We sought to determine whether the introduction of a new anticoagulation protocol improved the frequency with which target anticoagulation parameters were met in children supported with extracorporeal membrane oxygenation (ECMO). Additionally, we sought to correlate the results of various tests of anticoagulation with the heparin infusion dose (HID) for patients on ECMO and to evaluate the utility of these anticoagulation monitoring tests for the titration of the HID.
A retrospective chart review of 18 patients who received ECMO at an academic tertiary care children’s hospital. Nine patients who were managed using a new anticoagulation protocol were matched by age and diagnosis with 9 patients managed with the old protocol. We collected data relating to patient demographics, type of extracorporeal support, disease process, and incidence of bleeding or thrombosis. Anticoagulation parameters collected include the activated clotting time (ACT), activated partial thromboplastin time (aPTT), prothrombin time/international normalized ratio, anti-factor Xa level, and antithrombin 3 level along with the HID at each time point. Patient groups were compared using a Generalized Linear Mixed Model, a mixed model analysis of variance, and correlational studies.

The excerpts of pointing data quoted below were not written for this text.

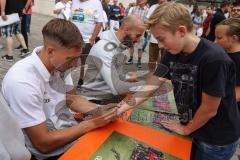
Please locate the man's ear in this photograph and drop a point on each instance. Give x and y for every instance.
(50, 50)
(235, 38)
(182, 30)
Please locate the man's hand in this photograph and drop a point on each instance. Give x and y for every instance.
(175, 127)
(24, 11)
(92, 41)
(4, 17)
(104, 119)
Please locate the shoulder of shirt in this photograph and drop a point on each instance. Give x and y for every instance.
(22, 71)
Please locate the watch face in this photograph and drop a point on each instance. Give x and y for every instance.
(131, 101)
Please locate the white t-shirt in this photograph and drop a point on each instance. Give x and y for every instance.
(35, 96)
(66, 10)
(150, 12)
(88, 14)
(105, 20)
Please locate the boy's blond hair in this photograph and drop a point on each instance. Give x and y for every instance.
(171, 15)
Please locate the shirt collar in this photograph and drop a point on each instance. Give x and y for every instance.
(41, 68)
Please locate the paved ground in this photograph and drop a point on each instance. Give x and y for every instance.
(35, 39)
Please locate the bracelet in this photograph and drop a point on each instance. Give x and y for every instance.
(76, 114)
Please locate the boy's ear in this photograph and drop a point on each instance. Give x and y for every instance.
(182, 30)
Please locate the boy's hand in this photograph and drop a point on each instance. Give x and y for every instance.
(175, 127)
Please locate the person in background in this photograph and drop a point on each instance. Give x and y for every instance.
(28, 16)
(41, 100)
(197, 21)
(88, 17)
(141, 11)
(130, 5)
(207, 21)
(203, 79)
(106, 7)
(235, 12)
(114, 15)
(122, 11)
(63, 9)
(105, 82)
(217, 18)
(228, 37)
(153, 44)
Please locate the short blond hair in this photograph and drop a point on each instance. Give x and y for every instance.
(171, 15)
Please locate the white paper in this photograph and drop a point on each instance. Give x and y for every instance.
(12, 18)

The percentage of in-range ACT values was not different between the 2 protocols, whereas the percentage of in-range aPTT values was higher in the new anticoagulation protocol (ACT: 37.7% vs 39.5%; aPTT: 25.1% vs 39.8%). After accounting for repeated and variable measures within patients, the probability of obtaining an in-range ACT and aPTT did not differ significantly between the 2 protocols (ACT: P = .3488; aPTT: P = .16). The mean HID did not differ between the 2 groups (35.0 unit/kg/h vs 37.6 unit/kg/h, P = .56). Correlation coefficients demonstrated a significant inverse correlation between the ACT and the HID in both the groups (old: r = −.22, P < .0001; new: r = −.26, P < .0001). We observed a significant positive correlation between the aPTT and the HID in the historical group (r = .25, P < .0001), but no correlation between the aPTT and the HID in the current group (r = −.02, P = .71). The anti-factor Xa level showed a significantly positive correlation with the HID in the current group (r = .62, P < .0001).

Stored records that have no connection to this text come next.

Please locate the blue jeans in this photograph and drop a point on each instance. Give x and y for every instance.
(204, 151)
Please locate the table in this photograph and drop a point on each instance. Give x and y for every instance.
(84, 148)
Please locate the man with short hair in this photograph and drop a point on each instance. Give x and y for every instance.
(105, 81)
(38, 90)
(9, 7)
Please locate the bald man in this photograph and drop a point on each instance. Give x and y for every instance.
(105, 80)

A multipronged monitoring regimen slightly increased the amount of time that anticoagulation parameters were within range. Correlations between the HID and the aPTT differed based on anticoagulation protocol, with a positive correlation in the older protocol and no correlation in the new protocol. This may highlight a problem in study design and analysis that requires further examination. Further trials are needed to assess the most useful markers with which anticoagulation protocols for ECMO can be created, adjusted, and evaluated.